HobbitLong / SupContrast

PyTorch implementation of "Supervised Contrastive Learning" (and SimCLR incidentally)
BSD 2-Clause "Simplified" License
2.98k stars 525 forks source link

Question about logits_mask #110

Open Alva-2020 opened 2 years ago

Alva-2020 commented 2 years ago

Thanks very much for your contributions. But I have some trouble when I read the code and paper. ` # mask-out self-contrast cases logits_mask = torch.scatter( torch.ones_like(mask), 1, torch.arange(batch_size * anchor_count).view(-1, 1).to(device), 0 )

    mask = mask * logits_mask

    # compute log_prob
    exp_logits = torch.exp(logits) * logits_mask
    #
    log_prob = logits - torch.log(exp_logits.sum(1, keepdim=True))`

In the above code, is the logits_mask used to filter out the negative pairs? Why is it a square matrix whose diagonal is 0 and 1 of other elements? I think the logits_mask = ~ mask, which is to flag which pair is negative? Thank you for your reply.

QishengL commented 2 years ago

0 because you don't want to use the inner product of itself. 1 means other positions are good to use. After mask * logits_mask. You get all the positions that are inner products of positive samples and exclude the sample itself.

What I do not understand is log_prob = logits - torch.log(exp_logits.sum(1, keepdim=True)). Why do we use logits to minus the log of the denominator of the equation in the paper? Did you figure it out?

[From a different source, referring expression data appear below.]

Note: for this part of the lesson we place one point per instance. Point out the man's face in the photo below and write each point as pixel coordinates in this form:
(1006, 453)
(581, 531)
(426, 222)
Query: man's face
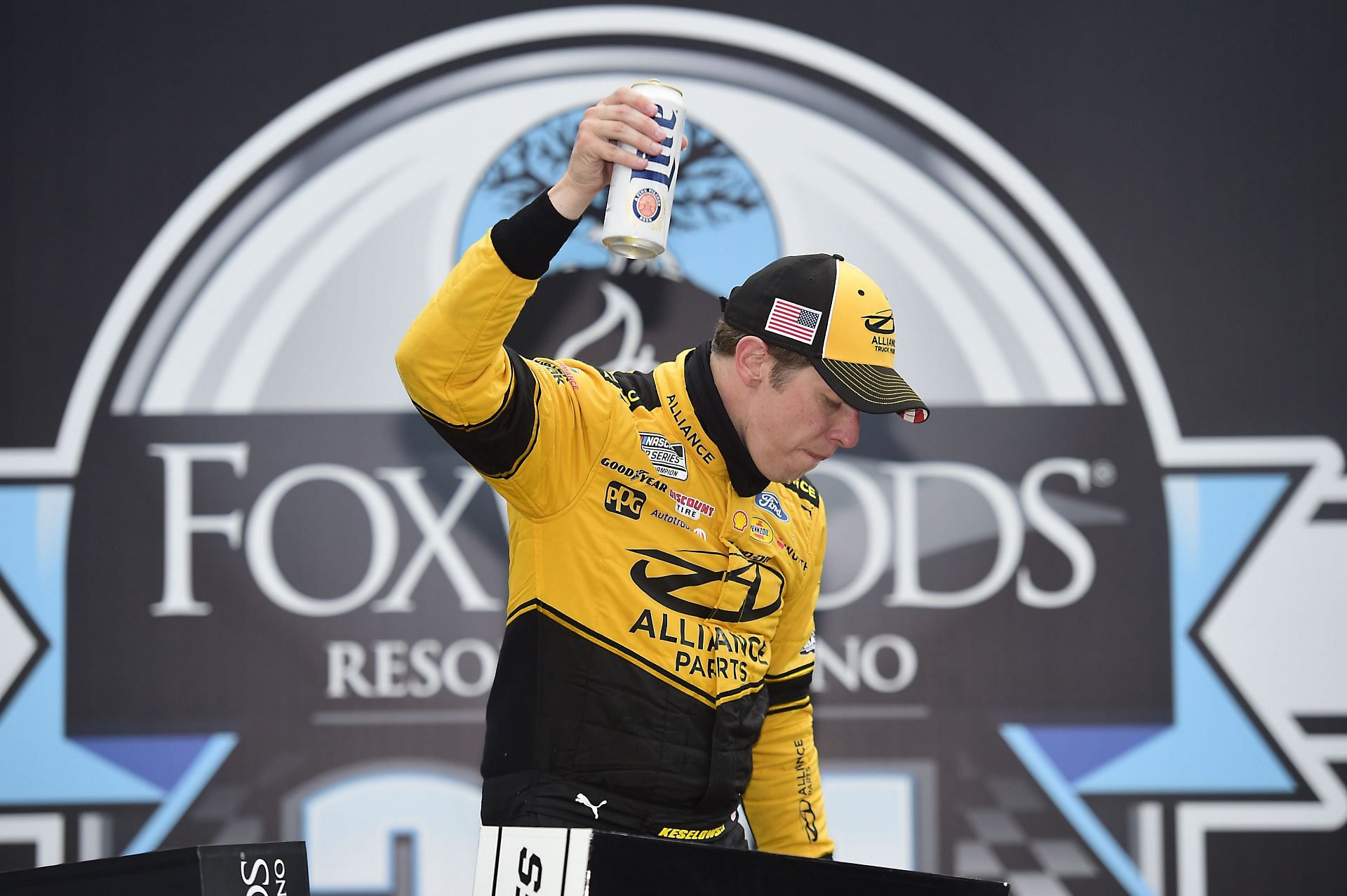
(790, 430)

fanchi commented 2 years ago

log(a/b) = log(a) - log(b)

shuaiNJU commented 1 year ago

0 because you don't want to use the inner product of itself. 1 means other positions are good to use. After mask * logits_mask. You get all the positions that are inner products of positive samples and exclude the sample itself.

What I do not understand is log_prob = logits - torch.log(exp_logits.sum(1, keepdim=True)). Why do we use logits to minus the log of the denominator of the equation in the paper? Did you figure it out?

hello,you said that "After mask * logits_mask. You get all the positions that are inner products of positive samples and exclude the sample itself.", however, each row of the mask matrix is a one-hot coding vector, that's means only an augmentation sample that is the same origin as anchor is used as positive, and no other augmentation samples that belong to the same label as anchor are used. So can you tell me which code shows other augmentation samples that belong to the same label as anchor are used as positives? Thanks a lot!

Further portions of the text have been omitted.